PALERMO – La pena più alta, 10 anni e 10 mesi, è stata inflitta a Giuseppe Bevilacqua. Era lui il personaggio principale del processo che vedeva ventidue persone imputate a vario titolo di corruzione elettorale, malversazione, millantato credito e peculato.
L’inchiesta, che ha portato al processo denominato Agorà, coinvolse anche l’ex deputato regionale Nino Dina e l’ex parlamentare di Grande Sud Franco Mineo. Entrambi sono stati condannati a 8 mesi ciascuno di carcere contro i due chiesti dal pubblico ministero. Bevilacqua fallì per una manciata di voti l’elezione al consiglio comunale di Palermo ma, secondo l’accusa, avrebbe cercato di far fruttare il ‘tesoretto’ nella successiva campagna elettorale per le regionali.
Il metodo Bevilacqua non era molto dispendioso: “150 euro per trenta voti”, spiegava in un’intercettazione. Praticamente 5 euro a voto. Secondo il pubblico ministero Amelia Luise, l’imputato avrebbe utilizzato per la sua campagna elettorale alle comunali 2012 anche i generi alimentari del “Banco opere di carità” all’insaputa dei volontari. Regalava pacchi di pasta, oppure li vendeva a prezzi stracciati agli stessi poveri che ne avrebbero dovuto usufruire. Il parmigiano, invece, lo teneva per se’.
Bevilacqua avrebbe avuto anche i voti dei mafiosi vicini al clan di Tommaso Natale, che gli avrebbero procurato 770 preferenze nel 2007. Alle Regionali del 2012 Bevilacqua avrebbe girato il suo pacchetto di voti a Roberto Clemente (poi eletto all’Ars e già condannato separatamente a sei mesi) dietro la promessa di lasciare a Bevilacqua, primo dei non eletti, il posto in consiglio comunale. Promessa mai mantenuta.

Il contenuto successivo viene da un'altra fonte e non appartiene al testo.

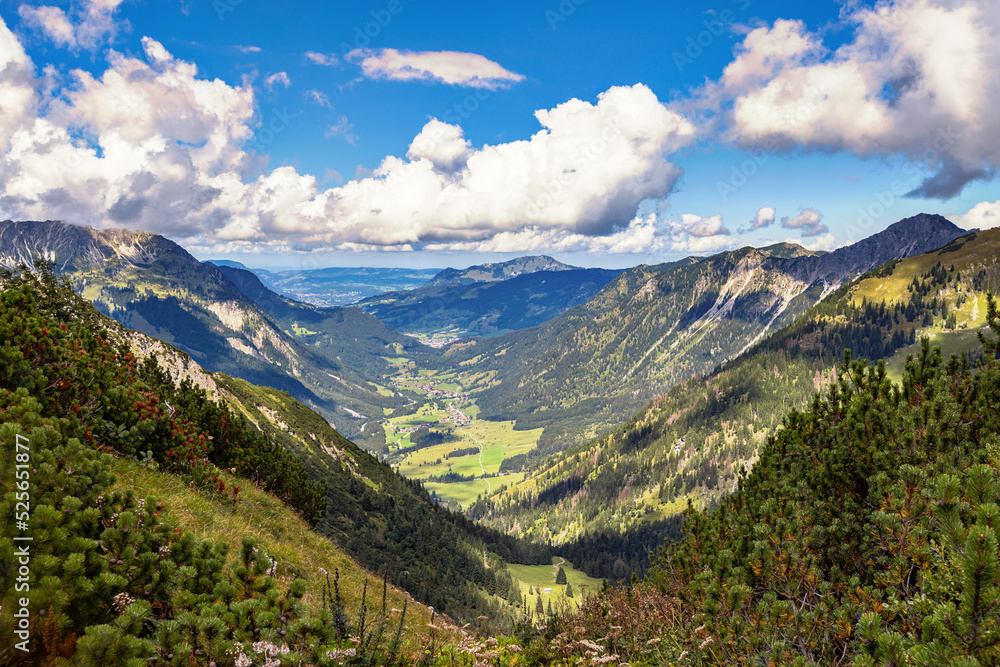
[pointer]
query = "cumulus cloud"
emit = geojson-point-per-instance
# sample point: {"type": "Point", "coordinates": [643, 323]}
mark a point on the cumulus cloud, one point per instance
{"type": "Point", "coordinates": [319, 98]}
{"type": "Point", "coordinates": [276, 79]}
{"type": "Point", "coordinates": [88, 25]}
{"type": "Point", "coordinates": [148, 144]}
{"type": "Point", "coordinates": [763, 218]}
{"type": "Point", "coordinates": [50, 20]}
{"type": "Point", "coordinates": [444, 145]}
{"type": "Point", "coordinates": [808, 222]}
{"type": "Point", "coordinates": [643, 235]}
{"type": "Point", "coordinates": [825, 242]}
{"type": "Point", "coordinates": [451, 67]}
{"type": "Point", "coordinates": [916, 78]}
{"type": "Point", "coordinates": [325, 59]}
{"type": "Point", "coordinates": [344, 129]}
{"type": "Point", "coordinates": [696, 225]}
{"type": "Point", "coordinates": [984, 215]}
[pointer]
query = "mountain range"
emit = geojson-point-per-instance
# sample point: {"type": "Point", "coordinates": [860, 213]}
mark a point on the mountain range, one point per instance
{"type": "Point", "coordinates": [152, 285]}
{"type": "Point", "coordinates": [654, 326]}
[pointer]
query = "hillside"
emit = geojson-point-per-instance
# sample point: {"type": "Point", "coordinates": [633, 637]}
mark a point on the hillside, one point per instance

Più concrete le offerte, secondo l’accusa, di Dina e Mineo, il primo eletto tra le file dell’Udc, l’altro invece non riuscì a ottenere il seggio a Sala d’Ercole. In un’intercettazione telefonica del 27 luglio del 2012, Bevilacqua raccontava alla sorella Teresa (condannata a 4 anni e mezzo) che Dina gli avrebbe garantito un “incarico di 15 mila euro a qualcuno della famiglia” con un diploma o una laurea. Ma Bevilacqua preferì trattare anche con Mineo. Quest’ultimo, in cambio dell’appoggio avrebbe promesso incarichi alla Regione. “Io mi aspetto da te una grande mano, e il tuo impegno per me sarà premiato con uno dei due incarichi che ti ho detto”, diceva Mineo a Bevilacqua non sapendo di essere intercettato.

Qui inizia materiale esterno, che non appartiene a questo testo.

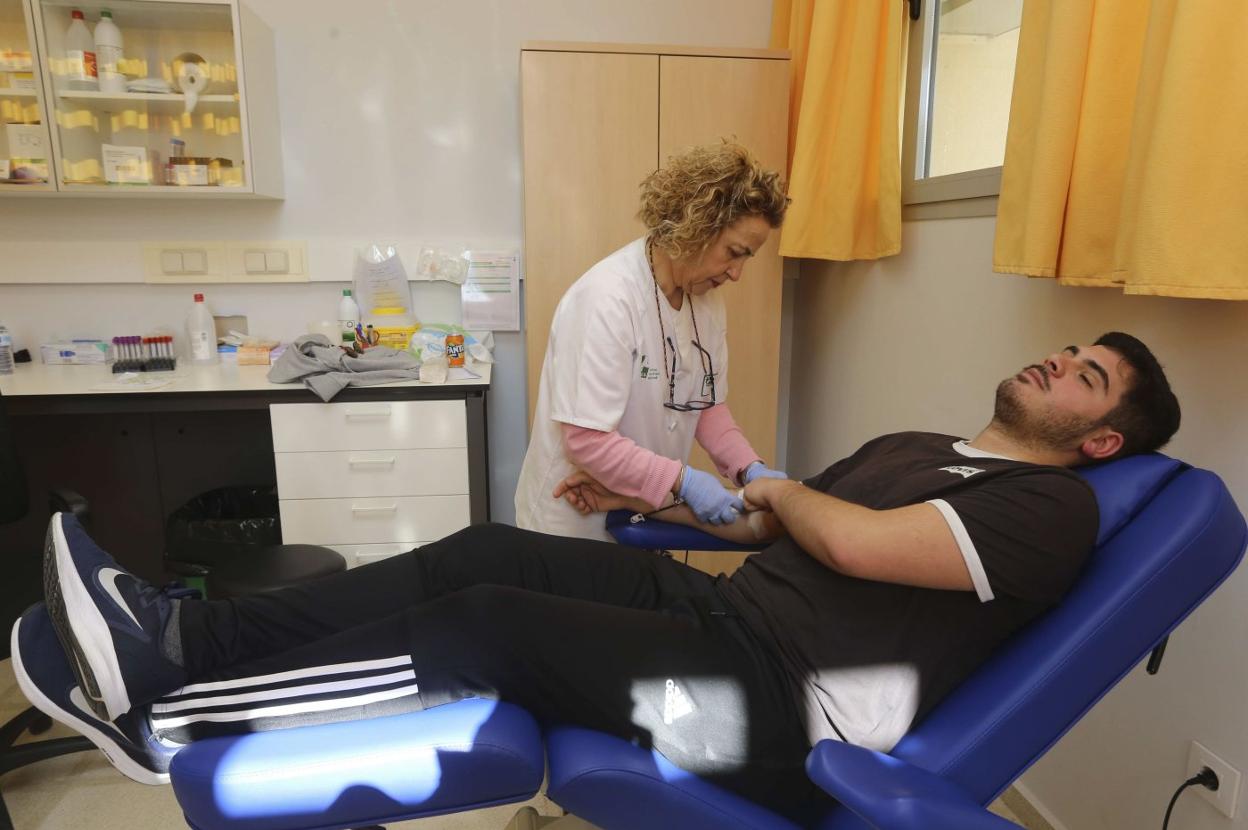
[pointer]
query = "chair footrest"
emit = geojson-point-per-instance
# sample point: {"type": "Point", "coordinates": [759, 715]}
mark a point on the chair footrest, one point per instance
{"type": "Point", "coordinates": [458, 756]}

Queste le pene inflitte dalla quinta sezione del Tribunale, presieduta da Donatella Puleo: Giuseppe Bevilacqua (10 anni e 10 mesi), Teresa Bevilacqua (4 anni e 6 mesi), Anna Brigida Ragusa (4 anni e 5 mesi), Pietra Romano (4 anni e 3 mesi), Giusto Chiaracane (4 anni e 2 mesi), Domenico Noto, Giuseppa Genna e Salvatore Ragusa (2 anni e mezzo ciascuno), Natale Giuseppe Gambino (un anno e 4 mesi), Giuseppe Antonio Enea (un anno), Carmelo Carramusa, Salvatore Cavallaro, Onofrio Donzelli, Antonino Dina, Vincenzo Di Trapani e Franco Mineo (8 mesi ciascuno).
Assolti Pietro Cosenza, Enzo Fantauzzo, Salvatore Machì, Ferdinando Vitale, Salvatore Zagone e Agostino Melodia (difesi dagli avvocati Nino Giallombardo, Luigi Miceli, Elisa Rezzola, Salvatore Modica, Rosa Angelone e Giuseppe Gerbino).